林月沅咧嘴嘻嘻一笑,把她往严青霜身边一推道:“你放心吧,这次要救你的,除了我们还有个来头更大的,天塌了有他顶着,你安心的跟我们走吧。”
她嘴里吼哈不停,手上比划两下,装作是在与他俩相斗,推开门去高声叫道:“娘的,楚长庚早让丞相的人劫走了。”
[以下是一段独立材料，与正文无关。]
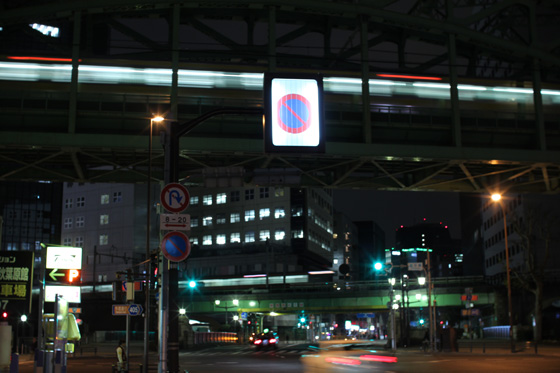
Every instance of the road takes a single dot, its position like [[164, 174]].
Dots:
[[333, 358]]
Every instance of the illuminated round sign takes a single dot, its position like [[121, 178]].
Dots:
[[175, 246], [294, 113]]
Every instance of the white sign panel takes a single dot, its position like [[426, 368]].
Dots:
[[174, 222], [64, 257], [71, 294], [294, 105]]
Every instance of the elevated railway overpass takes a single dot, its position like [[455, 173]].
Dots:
[[476, 111]]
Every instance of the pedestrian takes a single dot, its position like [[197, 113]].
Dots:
[[121, 357]]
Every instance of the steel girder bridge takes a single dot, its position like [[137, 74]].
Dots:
[[80, 80]]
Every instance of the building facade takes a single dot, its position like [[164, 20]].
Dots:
[[238, 231], [109, 222]]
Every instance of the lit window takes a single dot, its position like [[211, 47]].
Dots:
[[235, 237], [264, 235], [249, 194], [80, 201], [298, 233], [234, 196], [103, 239], [249, 215], [297, 211], [263, 192], [279, 213], [103, 219], [104, 199], [221, 198], [264, 213], [279, 234], [80, 221], [250, 237]]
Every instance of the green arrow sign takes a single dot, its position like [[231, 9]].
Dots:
[[54, 275]]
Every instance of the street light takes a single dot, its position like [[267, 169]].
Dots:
[[156, 119], [496, 197], [235, 303]]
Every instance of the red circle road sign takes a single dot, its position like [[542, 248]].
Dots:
[[175, 246], [294, 113], [174, 197]]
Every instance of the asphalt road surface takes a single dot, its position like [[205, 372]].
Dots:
[[333, 357]]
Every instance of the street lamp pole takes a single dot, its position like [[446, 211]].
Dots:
[[235, 304], [497, 198], [156, 119]]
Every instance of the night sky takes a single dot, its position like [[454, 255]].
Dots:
[[390, 210]]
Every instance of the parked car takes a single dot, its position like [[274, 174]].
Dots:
[[266, 341]]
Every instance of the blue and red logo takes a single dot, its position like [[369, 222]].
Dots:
[[294, 113], [175, 246]]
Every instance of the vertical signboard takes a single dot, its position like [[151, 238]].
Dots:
[[293, 113], [16, 277]]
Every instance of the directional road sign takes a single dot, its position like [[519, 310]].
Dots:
[[175, 246], [293, 113], [63, 275], [174, 197], [175, 222], [415, 266], [135, 310], [127, 309]]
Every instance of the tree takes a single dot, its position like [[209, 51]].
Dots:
[[535, 236]]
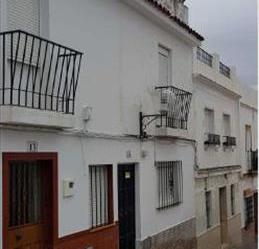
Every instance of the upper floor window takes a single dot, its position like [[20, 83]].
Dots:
[[24, 15], [169, 183], [101, 202], [209, 121], [226, 125], [164, 56]]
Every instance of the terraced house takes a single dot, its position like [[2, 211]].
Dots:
[[107, 134]]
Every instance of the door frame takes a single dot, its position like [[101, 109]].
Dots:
[[223, 208], [28, 156], [136, 196]]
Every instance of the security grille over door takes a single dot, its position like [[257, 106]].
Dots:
[[101, 195], [25, 196], [169, 183]]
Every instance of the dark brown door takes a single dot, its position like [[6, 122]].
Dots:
[[29, 205], [126, 195], [223, 216]]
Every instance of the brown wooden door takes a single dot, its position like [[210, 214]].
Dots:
[[29, 205], [223, 216]]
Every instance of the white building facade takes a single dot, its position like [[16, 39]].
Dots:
[[84, 163], [218, 170]]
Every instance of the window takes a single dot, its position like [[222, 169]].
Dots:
[[169, 183], [101, 201], [209, 121], [226, 125], [208, 208], [164, 66], [233, 200]]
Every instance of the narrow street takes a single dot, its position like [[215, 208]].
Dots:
[[249, 240]]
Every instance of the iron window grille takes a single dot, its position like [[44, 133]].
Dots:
[[233, 198], [208, 208], [204, 56], [249, 210], [37, 73], [175, 106], [252, 161], [225, 70], [229, 141], [101, 195], [170, 184]]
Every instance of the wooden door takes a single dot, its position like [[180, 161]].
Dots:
[[223, 216], [29, 195], [126, 196]]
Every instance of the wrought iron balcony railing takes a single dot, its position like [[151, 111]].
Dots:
[[252, 160], [37, 73], [174, 110]]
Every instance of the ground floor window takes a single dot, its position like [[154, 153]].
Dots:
[[169, 176], [208, 203], [101, 201]]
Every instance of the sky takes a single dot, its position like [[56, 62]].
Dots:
[[230, 30]]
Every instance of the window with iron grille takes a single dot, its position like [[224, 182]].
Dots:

严青霜穿着一身刑部牢房守卫的衣服,挡着身后的楚云汐,也颇有默契地配合她,冲着几位被隔在远处前来指挥的刑部官员叫道:“大人,人犯已被丞相手下乘乱劫走。”
楚云汐则紧跟在她的手上,弯着腰,捂着头,装作受了伤的样子。
刑部牢房里的人大惊,一股脑的涌进牢里查看,三人便在二十几位临江殿高手的掩护下,冲出大牢,上了马车。
坐在马车上的林月沅仍不老实,对着车壁嘿哈打了几记空拳,兴奋地叫道:“过瘾,好久没打的这么痛快啦,哈哈!”
摘下头盔的楚云汐,边拢头发边语气忧愁地问道:“我原以为是佳珩的人,可刚才在逃跑中竟认得几个熟悉的面孔,似是语鸯宫里的守卫,该不是昙香殿七殿下的手下吧。”
林月沅收手神秘一笑:“当然……不是啦。是一个你绝对猜不到的人。嘿嘿,是李璨。”
楚云汐抱头跌脚道:“唉,罪孽,罪孽!又多一人为我所累。”她痛惜长叹,“我知你不畏生死,可你总要顾及整个林家、淑妃娘娘和七殿下吧。”
林月沅耸肩摊手道:“事急从权,那来这么多顾虑。想三想四,人就没了。”她一指严青霜,“倒是你,瞎凑什么热闹。不知道这里是龙潭虎穴吗?”
严青霜扬起脖颈,若无其事得捋了捋头发,骄傲地像只孔雀:“你才是多管闲事,我无父无母又无人可连累。谁像你拖家带口,一屁股麻烦事。”
林月沅脸上一青,像被人打了一拳恨声道:“这么久不见,你还是死性难改,又臭又硬。”
严青霜轻蔑一笑,睃了她一眼道:“你不也是茅坑里的石头,臭不可闻吗?”
眼看两人嘴上再来一个回合便要打将起来。楚云汐见缝插针,转移话题道:“对了,青霜,我大哥身体可好些吗?你怎么会来长安?”
严青霜有些别扭地撇嘴道:“他好的很,壮的跟牛一样,能有什么事。我是跟他打了个赌,愿赌服输,答应他来长安保护你的。费了我好大的功夫才想法子弄了文牒进了城,住进了城南的道观,这便耽搁了不少时日。今日晚间上街打探时,路过顾府,却见你被押着入了大牢,我便悄悄跟在后面,打晕了一个狱卒混了进来。正好撞见林丫头带着一帮侍卫带着什么侯爷的命令来提人,这边抵死不放。她的脾气你是知道的,两句不和就下手抢人,我不过是乘乱帮了把手而已。”
楚云汐听了这话,竟生出几分笑意,这刑部大牢何等重地,居然让她们如同游戏般随意耍弄,想来真是荒唐。她摇摇头,掀起帘子,瞥了一眼问道:“这倒是向北去的,咱们这是要去哪儿?”
林月沅抱胸靠壁,无所谓道:“当然是去临江殿喽。”
楚云汐见到的李璨并不像林月沅描述的那样,傲慢、自大、小气、一无是处,反而是一位周身萦绕着令人不能直视的高贵气质的年轻公子,他有着不满二十岁男子的轻狂和骄傲,不同于施佳珩的内敛、林日昇的柔和、杨邈的狂放,他是尖锐的、是犀利的,是咄咄逼人的,但在智慧和能力的主导下,他的狂狷又是收放自如的,是张弛有度的。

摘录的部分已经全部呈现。